Formnext 2018: The 13 Key Trends and Developments for the Additive Manufacturing Industry
Formnext was a great show and as always the complaint rang out that there wasn’t really much new information or new product launches. We’re not the automotive industry. People should expect less whiz-bang products but rather more boring stuff. Boring is the name of the game now. Its a time for dialing things in, an age of the clipboard. What companies are doing is shifting towards actual manufacturing. Car companies are producing tens of thousands of parts; medical companies as well. Aviation is gearing up for broader adoption. This all means that parts have to be qualified, processes have to be studied and people have to do the heavy lifting on industrializing processes. We’re going from high fiving the business development guys to yield calculations by the people in accounting. Everything is slower but bigger now and the exciting time of seeing more 3D printed products is advancing.
- Post Processing FTW. Anyone can buy a white elephant 3D printer to look pretty at an innovation department office. I get truly happy when I see post processing equipment vendors looking flush and happy. You’re only going to be buying post processing equipment if you want to save time and money depowdering parts. They’re a bellwether for our industry. What we saw at Formnext was much more post processing equipment, much more dedicated 3D printing equipment, many more solutions and a lot of investment by these companies. Its not the most sexy 3D printing thing but post processing is the thing that will make us have consumer grade parts at scale.
- Automation and extension of machines. A lot of machines are getting powder removal stations while high temperature machines are getting pre-drying for filament. On board cameras and other quality control things are also emerging.
- Go large (emerging mid format). There were a lot of really large machines such as the containerized colossus but also large metal machines, larger gantry based polymer machines and larger sintering machines. Everyone is going big in 3D Printing trying to get to larger part size and higher throughput. Fewer layers means faster printing and more parts per layer means higher yield. Many 3D printers take a long time to get from one layer to the next while scan/print times are relatively quick. So bigger xy totally makes a lot of sense in 3D printing. I think a lot of these mid format players will be killed off. Many of these machines don’t make sense economically and would be caught up by cheaper large format or better Pro printers.

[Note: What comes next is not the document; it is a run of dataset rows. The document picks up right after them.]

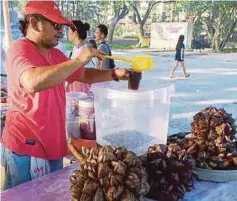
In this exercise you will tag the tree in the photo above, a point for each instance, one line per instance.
(141, 20)
(120, 10)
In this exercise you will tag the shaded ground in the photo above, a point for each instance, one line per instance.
(212, 82)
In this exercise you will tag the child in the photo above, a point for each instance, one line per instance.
(179, 57)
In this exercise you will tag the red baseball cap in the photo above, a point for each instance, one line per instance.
(48, 9)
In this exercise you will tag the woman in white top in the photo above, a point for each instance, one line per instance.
(77, 37)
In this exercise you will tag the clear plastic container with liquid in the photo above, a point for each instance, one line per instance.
(132, 119)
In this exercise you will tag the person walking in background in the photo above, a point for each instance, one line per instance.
(100, 35)
(179, 57)
(77, 36)
(33, 141)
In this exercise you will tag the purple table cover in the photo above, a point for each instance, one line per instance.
(55, 187)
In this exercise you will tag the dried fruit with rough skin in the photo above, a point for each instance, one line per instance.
(108, 174)
(214, 133)
(170, 172)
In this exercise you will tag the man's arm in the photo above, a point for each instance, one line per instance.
(91, 75)
(41, 78)
(37, 79)
(103, 48)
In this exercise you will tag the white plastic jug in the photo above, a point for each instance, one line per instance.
(132, 119)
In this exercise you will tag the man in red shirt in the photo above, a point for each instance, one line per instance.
(34, 131)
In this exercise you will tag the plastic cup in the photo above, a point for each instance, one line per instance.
(134, 80)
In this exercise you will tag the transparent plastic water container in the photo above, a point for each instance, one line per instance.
(132, 119)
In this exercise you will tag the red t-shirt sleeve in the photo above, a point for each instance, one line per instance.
(21, 59)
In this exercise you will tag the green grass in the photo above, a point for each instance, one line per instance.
(114, 46)
(229, 50)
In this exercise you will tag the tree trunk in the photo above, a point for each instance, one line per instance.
(227, 38)
(73, 9)
(141, 29)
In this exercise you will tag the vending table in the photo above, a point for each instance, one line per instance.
(55, 187)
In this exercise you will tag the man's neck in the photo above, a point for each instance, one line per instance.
(78, 42)
(37, 44)
(101, 40)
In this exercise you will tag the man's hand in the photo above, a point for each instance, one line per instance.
(86, 55)
(123, 74)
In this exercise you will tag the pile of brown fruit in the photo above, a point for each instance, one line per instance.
(109, 174)
(214, 133)
(170, 172)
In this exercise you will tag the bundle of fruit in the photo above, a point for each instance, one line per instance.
(108, 174)
(214, 134)
(170, 172)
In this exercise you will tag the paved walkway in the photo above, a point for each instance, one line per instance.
(213, 81)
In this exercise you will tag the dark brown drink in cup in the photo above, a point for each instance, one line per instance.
(134, 80)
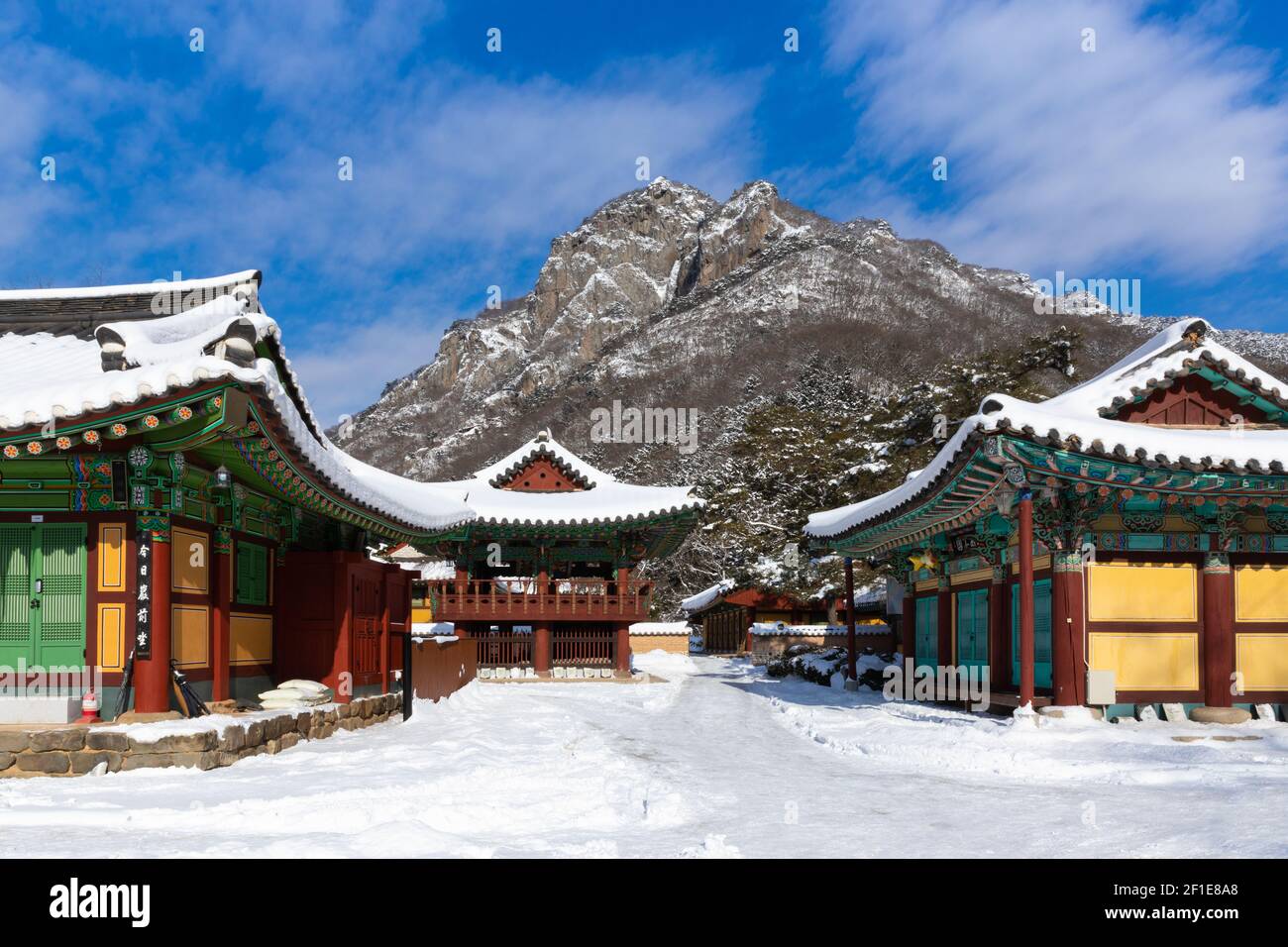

- Software. There is a lot more emerging software whether for post processing, analysis, simulation or optimization. Many people want to compete with Materialise the market leader and many are picking niches to live in.
- Simulation for metal. Meanwhile Materialise itself is taking on simulation in metal the one part where simulation software will save people the most money.
- The 3D Printing Octagon is happening. More and more companies are trying to control processes, learn about materials, learn about settings and improve the overall experience by closing the 3D printing octagon.
- Incredible part count reductions. There are some amazing part count reduction projects everywhere and they blew me away. This really could drive AM growth.
- Internal topology and functional integration are expanding. There are people starting to think of complex parts in a new way and their 3D printing experience is expanding what is makable.
- Optimization is getting larger and more advanced. This Bugatti engine part made by Fraunhofer is a large chamber that looks like its from the Alien universe. This shows us what one could do with FEA and truly flexible 3D printing design. It will also change how we see things. Don’t read further but look up and guess, do you know what that part is? Its a………………brake caliper.
- People are doing the heavy lifting. By adding this material to the Digimat software DSM took a year and a half to make 3D printing their material predictable. This is an example of heavy lifting more possible for all of us. The resulting predictability will be what gives car manufacturers the confidence to print millions of parts.
- People are changing the way we think. SABIC is working on two polycarbonate laser sintering 3D printing materials who would be completely amorphous. This kind of an idea is completely new for 3D printing and would be difficult to predict what this will do for us.
- Cost-saving technologies are being developed which will make more makeable. LSS gives us a glimpse into a possible future of SLS where surface quality and yield are higher. With an almost full recycle rate of its PEKK material LSS will be much much cheaper to run than traditional sintering. Usually, 30% or a half of everything would have to be thrown away. In some materials all of the unused material would be discarded. This adds up if materials are a between 30 and 800 euro per kilo. With LSS recycling all of the high-performance PEKK, a machine could repay itself in a matter of months.
- EOS gave us a bold vision, LaserProFusion; two years away. Other companies have given us dreams of futures years away as well. Ten times faster and forty times faster have been heard. Half the price or a tenth of the price has been heard also. The bold new entrants claim all kind of things. Meanwhile the stodgy guys from Krailling have a vision bolder than any other. A million lasers in a laser diode array. Every group of 300 lasers pointed at a one of 3400 mirrors illuminating one point of the print bed with four recoaters supplying new material. And how much time to 3D print one part? 9 seconds per part in the case of the part seen above and below us.